I watched this film late on a Saturday evening – the perfect time for it (perhaps for most of the Chabrol films that I’ve watched). It’s a double-hander that features the two most prominent stars of this series of films (with the exception of Michel Bouquet) – an unusual thriller encompassing crime and psychology: murder and emotion.
Its setting is within a village community in the south-west of France – the idyllic rural paradise. This is emphasised by the opening scene, a beautiful and charming wedding reception – France within its institutionalised bucolic fantasy. With this setting established, the two lead characterizations are further institutionalised roles: the butcher and the school teacher.

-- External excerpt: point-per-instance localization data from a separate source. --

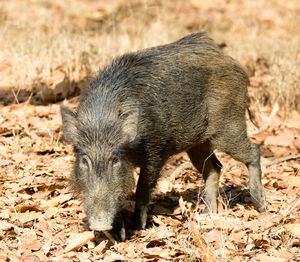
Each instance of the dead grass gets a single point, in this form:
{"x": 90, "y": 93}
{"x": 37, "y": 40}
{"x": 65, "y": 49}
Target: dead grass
{"x": 77, "y": 37}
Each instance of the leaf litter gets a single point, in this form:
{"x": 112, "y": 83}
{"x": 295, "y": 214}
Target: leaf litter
{"x": 41, "y": 220}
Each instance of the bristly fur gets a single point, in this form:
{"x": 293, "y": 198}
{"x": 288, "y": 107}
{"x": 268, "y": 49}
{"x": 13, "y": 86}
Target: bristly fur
{"x": 146, "y": 106}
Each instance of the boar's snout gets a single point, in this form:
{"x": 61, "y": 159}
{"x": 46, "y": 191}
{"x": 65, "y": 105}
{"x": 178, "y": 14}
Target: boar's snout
{"x": 100, "y": 223}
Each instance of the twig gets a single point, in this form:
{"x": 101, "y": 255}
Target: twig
{"x": 109, "y": 236}
{"x": 287, "y": 212}
{"x": 266, "y": 126}
{"x": 184, "y": 166}
{"x": 281, "y": 159}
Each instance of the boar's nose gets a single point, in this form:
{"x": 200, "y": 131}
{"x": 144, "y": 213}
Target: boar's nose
{"x": 100, "y": 225}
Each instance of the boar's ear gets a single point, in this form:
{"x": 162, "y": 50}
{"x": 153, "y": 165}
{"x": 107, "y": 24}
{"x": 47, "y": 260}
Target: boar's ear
{"x": 69, "y": 125}
{"x": 130, "y": 120}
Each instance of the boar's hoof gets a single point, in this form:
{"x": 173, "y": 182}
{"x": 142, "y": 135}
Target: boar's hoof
{"x": 118, "y": 232}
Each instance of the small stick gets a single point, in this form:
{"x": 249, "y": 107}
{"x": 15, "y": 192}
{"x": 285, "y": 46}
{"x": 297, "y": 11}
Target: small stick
{"x": 184, "y": 166}
{"x": 109, "y": 236}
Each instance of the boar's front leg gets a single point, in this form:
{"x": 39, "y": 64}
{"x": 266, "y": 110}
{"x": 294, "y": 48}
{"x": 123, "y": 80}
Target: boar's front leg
{"x": 206, "y": 163}
{"x": 147, "y": 181}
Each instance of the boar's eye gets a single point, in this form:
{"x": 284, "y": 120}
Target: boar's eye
{"x": 85, "y": 162}
{"x": 114, "y": 160}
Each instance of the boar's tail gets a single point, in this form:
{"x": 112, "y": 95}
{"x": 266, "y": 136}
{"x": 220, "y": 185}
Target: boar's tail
{"x": 252, "y": 118}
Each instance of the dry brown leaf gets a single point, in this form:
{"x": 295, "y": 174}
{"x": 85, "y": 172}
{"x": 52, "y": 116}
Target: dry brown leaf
{"x": 26, "y": 217}
{"x": 280, "y": 140}
{"x": 293, "y": 229}
{"x": 203, "y": 250}
{"x": 77, "y": 240}
{"x": 267, "y": 258}
{"x": 56, "y": 201}
{"x": 4, "y": 226}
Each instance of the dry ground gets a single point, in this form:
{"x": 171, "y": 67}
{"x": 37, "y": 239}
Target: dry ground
{"x": 49, "y": 50}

The dynamic is immediately obvious. Both are single, well into their thirties and superficially at least, suited for romance together. Helene (as Stephane Audran’s characters tend to be called in these films) is as calm and classy as ever, but her life (her emotional life) is defined by her work, which is the care of her pupils – whatever she goes for, we won’t know and she won’t even admit to herself – she has chosen to pass on emotional fulfilment and distracts herself with living around the schoolhouse.
Paul is a more straightforward character. A squaddie who served in Indochina, he is a bluff, butch and straightforward figure, settled as the village butcher. In this role he interacts with the community and fits in, but similarly to Helene, he is without an emotional centre. With Helene, this manifests itself as emotional coldness, with Paul he is emotionally unstable (no doubt affected by the horrors of war).

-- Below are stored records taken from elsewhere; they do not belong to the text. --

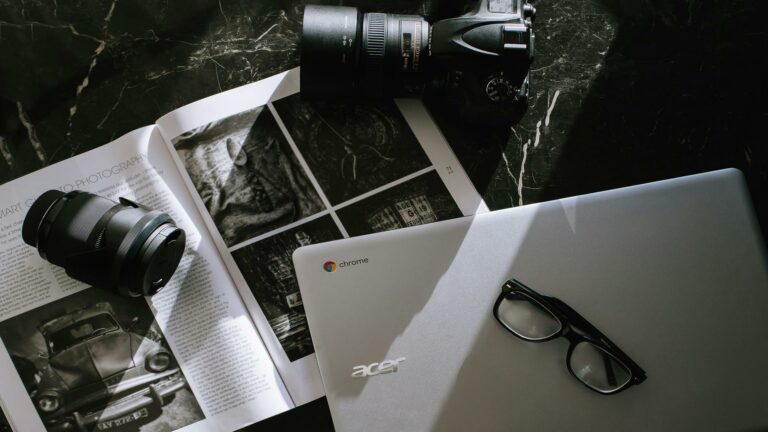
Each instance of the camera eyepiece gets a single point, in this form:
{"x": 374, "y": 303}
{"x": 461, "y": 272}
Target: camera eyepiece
{"x": 120, "y": 246}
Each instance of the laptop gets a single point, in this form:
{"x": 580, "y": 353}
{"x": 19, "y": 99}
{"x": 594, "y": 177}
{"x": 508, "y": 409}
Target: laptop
{"x": 413, "y": 331}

Their meeting at the wedding kicks this off. They are a suitable match, but her reserve keeps the relationship at the platonic level. This leads him to a series of brutal murders. Helene is horrified but keeps her cool; eventually the killer and his object finally face each other.
As with all the other films, Le Boucher is deliciously ambivalent and enigmatic. We’re presented with two differently self-indulgent personalities. And it’s Paul, the literal and figurative butcher, who ultimately we’re encouraged to sympathise for, in his screamingly emotional torment. Whilst the admirably composed schoolteacher, we realise is in reality not as unimpeachable as her behaviour was designed (innocently or not) to encourage. Chabrol is so so good at this, he really knows how to explore our inner and outer selves and string it out brilliantly.